Lately, though, the message from some politicians to the business world’s would-be statesmen has been “get off my alp”.
Executives who come to Davos to advertise their emissions-cutting targets now find themselves lambasted by conservatives who call the net zero agenda a threat to energy security. Liberals carp that stakeholder capitalists’ idea of leading on social issues seems not to involve paying much tax.
This week’s meeting saw BlackRock chief Larry Fink lamenting partisan critics who “demonise” the asset manager’s sustainable investment policies. Republican states pulling their mandates had cost it about $4bn in 2022, he estimated — an irritation for a business that added $230bn of US investments last year but a figure that may grow.
Other corporate leaders fear a “wokelash” from rightwing activists who accuse them of supporting liberal social causes. As regulators pursue “greenwashing” by companies that hyped their climate claims, executives wonder whether “greenhushing” — staying quiet about their environmental efforts — is the wiser approach.

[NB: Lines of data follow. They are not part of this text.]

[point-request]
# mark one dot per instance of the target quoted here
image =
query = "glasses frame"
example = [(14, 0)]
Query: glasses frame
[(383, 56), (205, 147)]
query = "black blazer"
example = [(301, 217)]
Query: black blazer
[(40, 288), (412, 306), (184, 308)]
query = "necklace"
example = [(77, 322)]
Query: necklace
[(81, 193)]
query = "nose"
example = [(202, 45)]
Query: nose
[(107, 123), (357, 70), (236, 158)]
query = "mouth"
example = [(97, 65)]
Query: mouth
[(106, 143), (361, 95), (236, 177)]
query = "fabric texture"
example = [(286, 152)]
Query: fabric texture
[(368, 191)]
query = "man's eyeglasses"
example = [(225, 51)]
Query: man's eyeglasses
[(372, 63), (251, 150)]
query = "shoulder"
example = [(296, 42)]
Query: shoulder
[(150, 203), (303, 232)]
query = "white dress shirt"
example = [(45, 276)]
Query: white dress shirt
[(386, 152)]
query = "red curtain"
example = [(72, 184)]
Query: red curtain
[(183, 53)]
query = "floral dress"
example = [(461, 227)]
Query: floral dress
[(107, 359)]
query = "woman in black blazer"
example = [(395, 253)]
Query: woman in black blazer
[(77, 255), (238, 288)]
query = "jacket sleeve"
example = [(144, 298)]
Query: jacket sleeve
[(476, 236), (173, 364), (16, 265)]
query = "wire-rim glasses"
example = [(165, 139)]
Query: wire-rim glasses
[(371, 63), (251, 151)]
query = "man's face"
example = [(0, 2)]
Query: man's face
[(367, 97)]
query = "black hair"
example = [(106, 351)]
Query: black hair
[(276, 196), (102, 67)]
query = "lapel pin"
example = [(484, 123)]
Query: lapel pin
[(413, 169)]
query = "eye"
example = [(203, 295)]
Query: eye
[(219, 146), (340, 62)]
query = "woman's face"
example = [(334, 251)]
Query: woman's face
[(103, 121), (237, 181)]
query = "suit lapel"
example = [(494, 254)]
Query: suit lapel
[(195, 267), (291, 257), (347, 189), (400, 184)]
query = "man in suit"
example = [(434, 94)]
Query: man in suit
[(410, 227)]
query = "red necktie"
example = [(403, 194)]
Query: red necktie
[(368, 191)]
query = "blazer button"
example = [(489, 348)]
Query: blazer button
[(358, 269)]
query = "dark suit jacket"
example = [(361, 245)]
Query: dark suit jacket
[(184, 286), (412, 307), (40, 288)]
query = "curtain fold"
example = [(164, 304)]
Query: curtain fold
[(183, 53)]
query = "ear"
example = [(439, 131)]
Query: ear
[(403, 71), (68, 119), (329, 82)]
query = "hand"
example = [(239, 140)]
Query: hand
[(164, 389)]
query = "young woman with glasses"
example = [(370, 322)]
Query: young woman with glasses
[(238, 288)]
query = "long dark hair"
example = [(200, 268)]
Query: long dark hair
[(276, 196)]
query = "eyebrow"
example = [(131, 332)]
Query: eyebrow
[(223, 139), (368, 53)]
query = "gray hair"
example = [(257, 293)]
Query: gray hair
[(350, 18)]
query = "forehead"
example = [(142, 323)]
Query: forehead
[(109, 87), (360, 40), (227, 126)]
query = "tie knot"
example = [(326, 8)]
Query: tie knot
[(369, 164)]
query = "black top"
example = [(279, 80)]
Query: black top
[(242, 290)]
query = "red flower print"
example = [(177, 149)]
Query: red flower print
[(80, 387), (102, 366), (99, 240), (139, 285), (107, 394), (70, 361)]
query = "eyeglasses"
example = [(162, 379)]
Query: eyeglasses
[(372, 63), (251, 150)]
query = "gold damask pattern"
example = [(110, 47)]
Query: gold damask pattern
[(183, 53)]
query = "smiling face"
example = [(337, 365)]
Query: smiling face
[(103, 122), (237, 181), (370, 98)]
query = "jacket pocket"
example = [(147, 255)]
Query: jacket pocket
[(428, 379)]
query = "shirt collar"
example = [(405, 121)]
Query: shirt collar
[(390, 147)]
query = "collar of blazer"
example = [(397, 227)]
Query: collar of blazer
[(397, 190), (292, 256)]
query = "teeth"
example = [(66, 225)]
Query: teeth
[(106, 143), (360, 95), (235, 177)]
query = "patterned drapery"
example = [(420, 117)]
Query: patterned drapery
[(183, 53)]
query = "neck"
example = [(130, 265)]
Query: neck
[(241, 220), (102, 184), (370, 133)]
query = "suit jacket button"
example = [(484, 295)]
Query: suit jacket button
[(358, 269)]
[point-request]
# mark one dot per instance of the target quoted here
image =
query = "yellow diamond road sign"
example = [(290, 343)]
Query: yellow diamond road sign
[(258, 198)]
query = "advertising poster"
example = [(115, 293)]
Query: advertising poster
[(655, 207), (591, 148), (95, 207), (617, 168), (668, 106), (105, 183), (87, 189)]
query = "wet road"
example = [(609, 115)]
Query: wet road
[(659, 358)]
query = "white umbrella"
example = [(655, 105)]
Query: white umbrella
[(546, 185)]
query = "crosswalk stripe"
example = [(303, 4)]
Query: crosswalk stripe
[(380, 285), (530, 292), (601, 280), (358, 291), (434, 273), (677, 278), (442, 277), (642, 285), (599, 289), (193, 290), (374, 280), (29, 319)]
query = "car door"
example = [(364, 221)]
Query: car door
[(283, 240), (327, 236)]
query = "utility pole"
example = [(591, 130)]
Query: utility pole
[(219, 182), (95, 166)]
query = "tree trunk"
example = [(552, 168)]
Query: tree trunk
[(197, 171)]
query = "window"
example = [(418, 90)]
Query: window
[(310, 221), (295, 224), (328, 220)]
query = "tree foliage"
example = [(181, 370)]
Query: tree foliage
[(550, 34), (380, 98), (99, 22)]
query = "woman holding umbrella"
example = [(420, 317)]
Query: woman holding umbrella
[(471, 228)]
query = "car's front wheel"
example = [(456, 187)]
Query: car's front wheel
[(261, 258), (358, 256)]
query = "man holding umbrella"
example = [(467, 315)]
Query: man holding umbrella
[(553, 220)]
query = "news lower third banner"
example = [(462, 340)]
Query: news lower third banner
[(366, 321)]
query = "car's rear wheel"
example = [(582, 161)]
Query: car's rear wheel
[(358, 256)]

Away from the noisy campaigns, though, debate is shifting to whether chief executives have taken on too many polarising issues on which they lack legitimacy. Academics, lawyers and consultants are pitching roadmaps for how to navigate an increasingly split political environment with less risk of pushback.
The risks of “corporate entanglement” in politics are such that business leaders should “default to non-involvement” on most political issues, said one recent paper from the BCG Henderson Institute think-tank.
If they cannot avoid taking sides, they should explain the principles guiding their decisions and let employees or regulators vet their actions, it said.
Leo Strine, the former chief justice of the Delaware Supreme Court, said that voters on the left and the right ask: “Who are CEOs to use other people’s money to advance their own idiosyncratic views of the good?”
He has urged companies to concentrate on policies supported by both left and right, such as paying a living wage, non-discriminatory hiring and avoiding harm to the environment. If a company must take a position on external public policy, he wrote, it should result from board deliberation, not the chief executive’s whim.
But the CEO activism Davos once celebrated may have peaked: in its place a more calculated approach to political engagement is taking shape, focused on the areas of most relevance to companies’ core constituents, not least investors.
That will not stop the CEO-statesmen from seeking the Davos stage. But next year they are likely to come armed with a much clearer explanation of the business case for straying into territory the politicians once claimed as their own.